Mini tornado strikes Kapiti
A mini tornado has cut a path of destruction on the Kapiti Coast, lifting roofs, snapping trees and flattening fences.
Residents of Raumati South, including Hobbit movies actor Jed Brophy, were forced to take cover when the unusual weather event struck about 5pm yesterday.
Brophy, who plays dwarf Nori in The Hobbit trilogy, said there was an intense burst of rain and thunder before the tornado hit his home in Raumati South with a blast of wind that lasted between five and 10 seconds.
It snapped about five trees on his property and sent his compost bin flying across the backyard.
"It was calm and then there was this huge bang and really strong winds. The whole house shook for a while. It was weird.
"My first thought was a tornado but then I thought I was just over-reacting. It wasn't until I looked outside that I realised I wasn't."
A fence had been flattened across the road from his home and the house next door had lost part of its roof.
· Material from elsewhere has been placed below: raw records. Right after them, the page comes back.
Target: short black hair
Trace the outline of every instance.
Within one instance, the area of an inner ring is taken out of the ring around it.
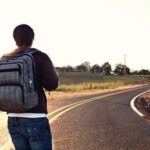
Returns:
[[[17,46],[31,46],[34,39],[34,31],[27,24],[21,24],[15,27],[13,37]]]

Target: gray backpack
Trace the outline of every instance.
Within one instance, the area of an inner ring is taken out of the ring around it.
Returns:
[[[28,49],[10,59],[0,60],[0,110],[25,112],[38,104],[33,53]]]

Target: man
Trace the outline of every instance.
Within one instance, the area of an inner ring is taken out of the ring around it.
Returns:
[[[13,31],[17,48],[4,55],[11,58],[31,48],[33,29],[18,25]],[[47,100],[43,88],[52,91],[58,86],[58,75],[50,58],[43,52],[33,53],[38,83],[39,103],[23,113],[8,112],[8,129],[16,150],[52,150],[52,136],[47,114]]]

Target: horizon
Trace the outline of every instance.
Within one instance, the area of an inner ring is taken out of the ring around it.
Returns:
[[[56,67],[88,61],[150,70],[149,7],[148,0],[1,1],[0,56],[15,49],[13,29],[26,23],[35,31],[33,47]]]

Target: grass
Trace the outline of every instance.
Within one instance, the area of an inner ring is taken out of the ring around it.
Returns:
[[[102,76],[91,73],[59,73],[57,91],[77,92],[92,89],[106,90],[150,82],[150,76]]]

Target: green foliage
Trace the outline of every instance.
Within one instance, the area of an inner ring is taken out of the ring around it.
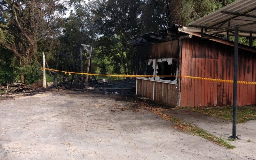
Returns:
[[[35,60],[32,60],[31,64],[28,63],[21,67],[17,67],[20,73],[24,75],[24,80],[27,84],[32,84],[42,79],[43,71],[41,66]]]
[[[232,106],[188,108],[209,116],[232,121]],[[245,123],[247,121],[256,119],[256,107],[255,106],[245,106],[237,107],[237,122],[238,123]]]
[[[14,79],[11,66],[13,54],[7,50],[0,49],[0,83],[6,85]]]

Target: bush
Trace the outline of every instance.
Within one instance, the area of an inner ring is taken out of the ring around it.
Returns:
[[[42,66],[35,60],[32,60],[30,65],[26,63],[23,66],[19,67],[20,73],[24,75],[26,83],[32,84],[41,80],[43,78]]]

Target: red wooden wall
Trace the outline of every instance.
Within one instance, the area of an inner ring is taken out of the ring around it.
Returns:
[[[183,40],[181,75],[233,80],[234,47],[193,37]],[[239,49],[238,80],[256,82],[256,53]],[[237,104],[256,104],[256,85],[238,84]],[[181,78],[181,107],[233,104],[233,84]]]

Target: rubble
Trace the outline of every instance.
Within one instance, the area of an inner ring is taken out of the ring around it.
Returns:
[[[6,86],[1,86],[2,90],[6,91],[6,93],[31,92],[37,92],[42,90],[42,81],[33,84],[33,85],[27,85],[25,83],[13,83]]]

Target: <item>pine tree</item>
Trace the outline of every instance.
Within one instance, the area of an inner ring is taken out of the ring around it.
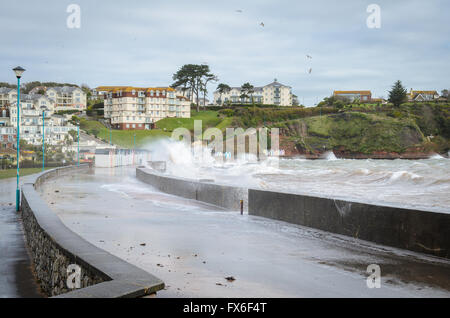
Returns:
[[[394,104],[395,107],[398,107],[402,103],[406,102],[406,94],[407,91],[402,86],[402,82],[397,81],[394,86],[392,86],[392,90],[389,92],[389,101]]]

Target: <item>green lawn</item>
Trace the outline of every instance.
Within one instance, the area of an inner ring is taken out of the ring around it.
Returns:
[[[53,168],[45,168],[47,169],[53,169]],[[20,176],[27,176],[29,174],[33,173],[39,173],[42,171],[42,168],[22,168],[20,169]],[[17,170],[14,169],[6,169],[6,170],[0,170],[0,179],[7,179],[7,178],[15,178],[17,175]]]
[[[217,111],[192,111],[191,118],[164,118],[156,122],[157,129],[152,130],[115,130],[111,131],[112,143],[120,147],[133,148],[133,139],[136,134],[136,147],[139,148],[146,143],[158,138],[170,137],[172,131],[179,127],[194,130],[194,120],[202,121],[203,130],[218,126],[223,130],[231,124],[232,118],[222,119]],[[109,129],[96,120],[81,119],[81,129],[109,142]]]
[[[194,130],[194,120],[201,120],[203,129],[209,127],[215,127],[218,125],[222,118],[218,116],[217,111],[191,111],[191,118],[164,118],[156,122],[156,127],[166,132],[172,132],[178,127],[184,127],[191,131]]]
[[[81,129],[97,136],[109,142],[109,129],[106,128],[102,123],[95,120],[81,120]],[[162,130],[112,130],[111,138],[112,143],[120,147],[133,148],[134,146],[134,135],[136,134],[136,147],[140,147],[145,143],[155,140],[157,138],[170,136],[169,132],[164,132]]]

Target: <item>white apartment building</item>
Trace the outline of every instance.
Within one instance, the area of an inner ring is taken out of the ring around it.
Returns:
[[[277,79],[265,86],[255,87],[248,98],[241,97],[242,94],[241,87],[232,87],[229,92],[222,94],[215,91],[214,105],[251,103],[252,98],[255,104],[264,105],[292,106],[293,102],[292,88],[279,83]]]
[[[14,100],[17,100],[17,89],[0,87],[0,108],[11,105]]]
[[[152,129],[166,117],[191,117],[189,100],[171,87],[101,86],[97,91],[106,88],[104,116],[116,129]]]
[[[45,95],[55,101],[55,112],[59,110],[86,110],[86,94],[79,87],[49,87]]]
[[[42,144],[43,111],[45,111],[45,143],[57,145],[66,139],[70,130],[76,130],[76,126],[61,121],[61,117],[53,118],[55,101],[44,95],[20,96],[20,139],[33,145]],[[10,104],[9,125],[14,129],[17,127],[17,101]]]

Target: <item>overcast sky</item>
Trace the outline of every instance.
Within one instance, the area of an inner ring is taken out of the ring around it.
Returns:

Trees had also been snapped in half on both properties.
But elsewhere, everything looked untouched.
"It followed a distinct path . . . everything had been blown over in the same direction," he said.
"My son was out in the sleepout when it happened and he said the whole thing shook as if it was an earthquake."
A fire communications spokeswoman said firefighters responded to reports of a mini tornado that had lifted the roofs off houses in Dale Rd and Tiromoana Rd. No-one was hurt.
A Tiromoana Rd resident emailed Fairfax Media to say "all hell let loose" in her garden.
"We had a tree down on the sleepout roof, the trampoline has shifted right across the garden and the patio furniture was flying up in the air," she said.
"Flipping frightened us all. We thought it was another earthquake and the windows were going to explode."
Foxton resident Jenny McKinnon said she saw a "tornado-like funnel" pass to the east of the town about 5pm.
MetService forecaster Liz Walsh said a storm front moving east across the North Island was to blame for the wild weather.
The heaviest rainfall was recorded at Mana Island, where 17mm fell between 5pm and 6.30pm. Similar readings were recorded in Lower Hutt and Tawa.
The strongest wind gust was 115kmh, on the Rimutaka Hill Rd, but gusts up to 98kmh were recorded around Wellington city.
The strongest winds recorded on the Kapiti Coast were 80kmh but Walsh said that did not mean there was no tornado.
"Mini tornados, by their very nature, are mini. They're not the sort of tornados you see in the United States that are hundreds of metres across. They can be as small as 10 metres."
The front that crossed the North Island yesterday certainly had the potential to cause a tornado, she said. The front was expected to have cleared in most places by this morning, with fine weather predicted for most of the week.
BATH TIME TURNS FRIGHTENING
Bathing her granddaughter when yesterday's mini- tornado ripped through Raumati South, Mary Ballingall heard a tremendous noise like a steam train and thought it was another earthquake.
"I was trying to work out in my head what the hell you are supposed to do with a child in the bath - drop, cover, hold- no. By the time I tried to process it, it was gone and I heard the men outside saying bloody hell, what's gone on here?"
Mrs Ballingall reassured her 6 year old granddaughter to stop her panicking before looking at the damage the tornado inflicted when it swept through the Kapiti settlement just after 5pm on Sunday.
"It was very scary. It was hammering down with rain. There was stuff all over the road - branches, bits of fence," she said.
Part of a large tree fell on top of their sleepout, part of their boundary fence was smashed and left scattered over their neighbour's driveway, their trampoline was picked up and dumped at other side of their backyard and their patio furniture was lifted up and dropped back down again.
Moving out from England about a month ago, they first experienced the recent earthquake, which smashed ornaments and pictures in their house, before the twister struck yesterday.
"We knew what to do in the earthquake, to drop, cover and hold, saw the furniture knocked over. After the tornado, we thought what does this mean, will we get another earthquake? What is going on? We had no way of relating it to anything in England." she said.
The tornado lifted part of her neighbour's roof and ripped a tree in half in their front yard.
Mrs Ballingal contacted her insurance company today and was waiting for an assessment of the damage.
The fire service was called to two houses in Raumati South, after their roofs were lifted by the high winds.
Mrs Ballingal's Tiromoana St neighbour Pat Duff said the mini-tornado lifted part of their roof and dumped it back down again.
"The noise was very scary. One minute it was a beautiful day and we had the ranch slider open, the next minute the curtains were flapping like a flag," Mrs Duff said.
Insurance assessors were visiting her home today.
There were also reports of a "tornado-like funnel of wind" east of Foxton at about 4.45pm the same day.